LOVE: compassion, kindness, humility, gentleness, patience & forgiveness

Colossians 3 12-14

“Therefore, as God’s chosen people, holy and early loved, clothe yourselves with compassion, kindness, humility, gentleness and patience. Bear with each other and forgive one another if any of you has a grievance against someone. Forgive as the Lord forgave you. And over all these virtues put on love, which binds them all together in perfect unity.”

-Colossians 3:12-14

I’m not sure when I came across this verse in Colossians, a letter that a man named Paul wrote to a church in the Middle East 2000 years ago. I don’t remember reading it. It wasn’t in a sermon I can recall. And, to my knowledge, I don’t think any friends mentioned it. Nonetheless, five months ago, I wrote it down on a big note card with a bold Sharpie marker. It was written at my coffee table and stayed there for a while.

Time passed. Events happened. Conversations continued.

The index card was tossed one day when I was cleaning up some things and going through some papers. But these verses from the Bible kept coming up. In conversation. Referenced (maybe?) in a book that I was reading. As I prepared to teach. Over and over. Colossians 3:12-14. Then I heard a sermon on following Jesus where this was the teaching passage, so I made the little graphic picture at the start of this blog to use as my phone screen thinking that maybe I could actually memorize it.

Colossians 3:12-14. 

Compassion. Kindness. Humility. Gentleness. Patience. Forgiveness. Love. 

They’re Christian words that are said and studied and taught all the time. I mean, really, all.the.time. The entire faith hinges on a God who is this, specifically as Jesus here on earth, and if you put your hands in the life of that God, you’re called to a life of incredible opportunity growing in these areas.

The past five months, since these verses crept into my world, life has gotten messy. It’s gotten messy because showing compassion to someone takes patience when I don’t have patience. Being kind calls for sacrifice and inconvenience. Humility means missing out and giving up the right to something I want and deserve. Loving means putting someone else’s interest first, even when it contradicts my best interest. Forgiving means not reacting and instead caring. Patience… “moving at the other person’s pace” (Andy Stanley). And that’s not my pace, my plan, my preference. It’s just not.

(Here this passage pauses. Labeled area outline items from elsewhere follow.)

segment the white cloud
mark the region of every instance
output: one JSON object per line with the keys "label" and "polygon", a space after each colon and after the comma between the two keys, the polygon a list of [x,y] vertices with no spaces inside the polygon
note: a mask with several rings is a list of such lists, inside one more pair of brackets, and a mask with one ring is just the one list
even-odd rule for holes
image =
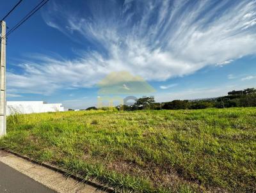
{"label": "white cloud", "polygon": [[95,49],[76,59],[44,57],[21,64],[23,73],[8,73],[9,86],[47,95],[93,86],[116,71],[164,81],[256,53],[255,1],[125,1],[122,7],[118,2],[88,3],[88,15],[53,2],[44,13],[46,24]]}
{"label": "white cloud", "polygon": [[228,79],[236,79],[236,77],[234,76],[234,75],[233,74],[232,74],[232,73],[228,75]]}
{"label": "white cloud", "polygon": [[160,88],[161,89],[168,89],[170,88],[172,88],[172,87],[175,87],[176,86],[177,86],[178,84],[168,84],[168,85],[162,85],[160,86]]}
{"label": "white cloud", "polygon": [[253,79],[255,78],[256,78],[256,76],[248,75],[246,77],[242,78],[241,80],[242,81],[248,81],[248,80],[251,80],[251,79]]}
{"label": "white cloud", "polygon": [[7,97],[15,98],[15,97],[22,97],[22,96],[20,95],[7,93]]}
{"label": "white cloud", "polygon": [[226,61],[221,62],[221,63],[217,63],[217,65],[227,65],[227,64],[231,63],[232,61],[234,61],[234,59],[228,59],[228,60],[226,60]]}

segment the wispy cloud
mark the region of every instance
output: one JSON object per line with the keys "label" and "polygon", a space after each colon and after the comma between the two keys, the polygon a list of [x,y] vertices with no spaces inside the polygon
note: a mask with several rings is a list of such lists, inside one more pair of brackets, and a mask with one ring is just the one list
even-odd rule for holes
{"label": "wispy cloud", "polygon": [[76,59],[21,64],[23,73],[8,74],[14,89],[92,87],[116,71],[164,81],[256,53],[255,1],[89,1],[85,13],[56,2],[46,24],[93,49]]}
{"label": "wispy cloud", "polygon": [[247,77],[242,78],[241,80],[242,81],[248,81],[248,80],[251,80],[251,79],[256,79],[256,76],[248,75]]}
{"label": "wispy cloud", "polygon": [[178,86],[178,84],[168,84],[168,85],[162,85],[160,86],[161,89],[168,89],[170,88],[175,87],[176,86]]}
{"label": "wispy cloud", "polygon": [[15,93],[7,93],[7,97],[11,97],[11,98],[16,98],[16,97],[22,97],[22,96],[20,95],[17,95]]}

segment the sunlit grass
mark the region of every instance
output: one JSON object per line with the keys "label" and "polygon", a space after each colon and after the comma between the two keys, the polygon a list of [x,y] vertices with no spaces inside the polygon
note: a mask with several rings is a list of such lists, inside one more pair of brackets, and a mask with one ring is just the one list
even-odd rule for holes
{"label": "sunlit grass", "polygon": [[118,192],[256,191],[256,109],[13,115],[0,146]]}

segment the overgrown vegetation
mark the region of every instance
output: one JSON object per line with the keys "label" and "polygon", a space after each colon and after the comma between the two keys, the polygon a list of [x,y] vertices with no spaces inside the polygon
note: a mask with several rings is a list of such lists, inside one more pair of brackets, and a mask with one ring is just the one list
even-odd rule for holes
{"label": "overgrown vegetation", "polygon": [[256,109],[10,116],[0,147],[122,192],[256,191]]}

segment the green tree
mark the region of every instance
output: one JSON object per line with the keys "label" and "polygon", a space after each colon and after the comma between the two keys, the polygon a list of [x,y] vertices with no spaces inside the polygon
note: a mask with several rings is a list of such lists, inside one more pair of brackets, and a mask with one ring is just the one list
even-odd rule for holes
{"label": "green tree", "polygon": [[145,97],[137,99],[133,105],[135,109],[150,109],[155,102],[154,97]]}

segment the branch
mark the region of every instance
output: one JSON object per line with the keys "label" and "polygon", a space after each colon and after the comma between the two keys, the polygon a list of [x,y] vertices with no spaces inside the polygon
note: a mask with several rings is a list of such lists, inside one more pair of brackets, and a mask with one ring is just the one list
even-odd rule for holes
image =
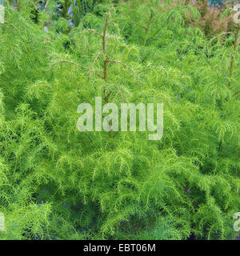
{"label": "branch", "polygon": [[58,63],[68,63],[68,64],[72,64],[72,65],[74,65],[74,66],[77,66],[82,67],[82,69],[86,70],[86,68],[84,67],[84,66],[82,66],[82,65],[78,64],[78,63],[75,63],[75,62],[71,62],[71,61],[68,61],[68,60],[66,60],[66,59],[61,59],[61,60],[59,60],[59,61],[57,61],[57,62],[52,63],[52,65],[56,65],[56,64],[58,64]]}
{"label": "branch", "polygon": [[140,81],[140,78],[138,76],[138,74],[136,74],[136,72],[132,69],[130,68],[128,65],[123,63],[123,62],[121,62],[119,61],[117,61],[117,60],[114,60],[114,59],[108,59],[106,60],[106,62],[115,62],[115,63],[118,63],[118,64],[122,64],[122,66],[126,66],[127,69],[129,69],[130,70],[132,71],[132,73],[134,74],[134,75],[138,78],[138,82],[141,84],[141,81]]}
{"label": "branch", "polygon": [[93,32],[94,34],[97,34],[99,35],[99,37],[101,37],[102,38],[103,38],[102,34],[101,34],[99,32],[94,30],[87,30],[86,31],[90,31],[90,32]]}
{"label": "branch", "polygon": [[[94,69],[94,64],[96,63],[98,57],[99,57],[101,54],[102,54],[102,50],[101,50],[101,51],[97,54],[97,56],[95,57],[95,58],[94,58],[94,62],[93,62],[92,65],[90,66],[90,70],[89,70],[89,73],[88,73],[88,76],[87,76],[87,79],[88,79],[88,80],[90,79],[90,74],[91,74],[91,72],[92,72],[92,70],[93,70],[93,69]],[[100,76],[99,74],[97,74],[97,75]],[[102,76],[100,76],[100,78],[101,78],[101,77],[102,77]]]}
{"label": "branch", "polygon": [[45,6],[44,6],[43,11],[46,10],[46,7],[47,7],[47,6],[48,6],[48,4],[49,4],[49,1],[50,1],[50,0],[46,0],[46,4],[45,4]]}

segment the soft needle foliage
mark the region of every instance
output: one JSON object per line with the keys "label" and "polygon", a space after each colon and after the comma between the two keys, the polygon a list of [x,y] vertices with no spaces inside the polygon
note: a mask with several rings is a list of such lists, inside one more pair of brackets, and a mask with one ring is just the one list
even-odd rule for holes
{"label": "soft needle foliage", "polygon": [[[238,27],[206,38],[180,2],[17,3],[0,27],[0,238],[234,238]],[[97,96],[163,102],[162,139],[79,132]]]}

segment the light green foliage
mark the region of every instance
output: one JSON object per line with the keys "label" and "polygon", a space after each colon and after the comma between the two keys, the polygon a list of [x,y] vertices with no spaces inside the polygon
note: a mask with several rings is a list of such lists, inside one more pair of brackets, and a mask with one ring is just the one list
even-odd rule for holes
{"label": "light green foliage", "polygon": [[[50,1],[49,11],[54,6]],[[199,17],[191,6],[130,1],[108,13],[110,38],[102,53],[98,33],[110,7],[95,3],[75,14],[81,18],[74,27],[62,15],[48,32],[47,11],[39,11],[36,23],[30,8],[6,7],[0,32],[6,230],[0,238],[234,238],[240,206],[234,34],[206,39],[185,26]],[[106,79],[105,60],[114,60]],[[107,95],[118,106],[163,102],[162,139],[149,141],[147,132],[79,132],[78,106]]]}

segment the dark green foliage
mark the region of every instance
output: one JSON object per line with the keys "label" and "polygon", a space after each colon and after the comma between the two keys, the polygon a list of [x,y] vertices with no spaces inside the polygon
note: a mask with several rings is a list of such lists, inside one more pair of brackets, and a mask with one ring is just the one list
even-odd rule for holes
{"label": "dark green foliage", "polygon": [[[96,32],[103,33],[109,1],[77,1],[84,7],[74,9],[70,29],[66,11],[50,20],[54,1],[39,10],[37,23],[34,2],[24,2],[18,11],[6,7],[0,32],[0,211],[6,228],[0,238],[234,238],[240,206],[236,28],[224,40],[206,39],[186,26],[189,12],[200,16],[192,6],[121,2],[110,12],[112,37],[100,54]],[[116,62],[103,79],[96,74],[109,59]],[[117,104],[163,102],[162,139],[149,141],[147,132],[79,132],[78,106],[94,105],[109,92]]]}

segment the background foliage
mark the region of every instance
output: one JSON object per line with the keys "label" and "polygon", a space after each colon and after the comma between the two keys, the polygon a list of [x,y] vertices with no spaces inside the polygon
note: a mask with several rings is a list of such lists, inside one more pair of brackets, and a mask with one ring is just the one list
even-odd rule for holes
{"label": "background foliage", "polygon": [[[231,17],[230,6],[206,1],[6,2],[0,238],[234,238],[240,58]],[[163,102],[162,139],[80,133],[77,107],[96,96]]]}

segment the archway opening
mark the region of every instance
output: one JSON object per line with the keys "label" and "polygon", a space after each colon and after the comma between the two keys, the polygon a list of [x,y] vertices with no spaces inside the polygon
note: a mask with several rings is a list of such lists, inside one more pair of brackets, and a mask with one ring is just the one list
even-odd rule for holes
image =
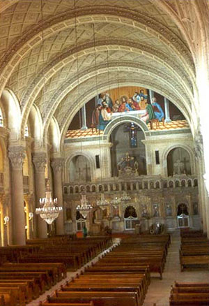
{"label": "archway opening", "polygon": [[144,139],[144,131],[133,122],[123,122],[113,130],[110,136],[113,144],[111,147],[112,177],[123,172],[125,175],[127,168],[133,173],[146,175],[145,145],[141,142]]}
{"label": "archway opening", "polygon": [[74,156],[69,166],[70,182],[91,182],[91,166],[88,159],[84,155]]}
{"label": "archway opening", "polygon": [[182,147],[175,147],[167,156],[168,176],[174,175],[191,175],[189,154]]}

I’d like to have some profound conclusion that share stories of how this has been mastered in my life, but the truth is, these past five months have only revealed to me how not good I am at these things. I’ve had opportunities to show kindness and grace, and I’ve woken up the next day feeling a little like Jonah, bitter that God blessed someone else when it didn’t seem fair. I’ve realized that the situations in my life with the people God has placed there may not so much be about them and me but rather about God and me. God cares more about how I am responding than the specific situations at hand. Even if I approach a person and act in a way that does live out these truths and the result seems pointless or awkward, there may be more at stake that I can’t see and he’s changing me. And that’s the important part.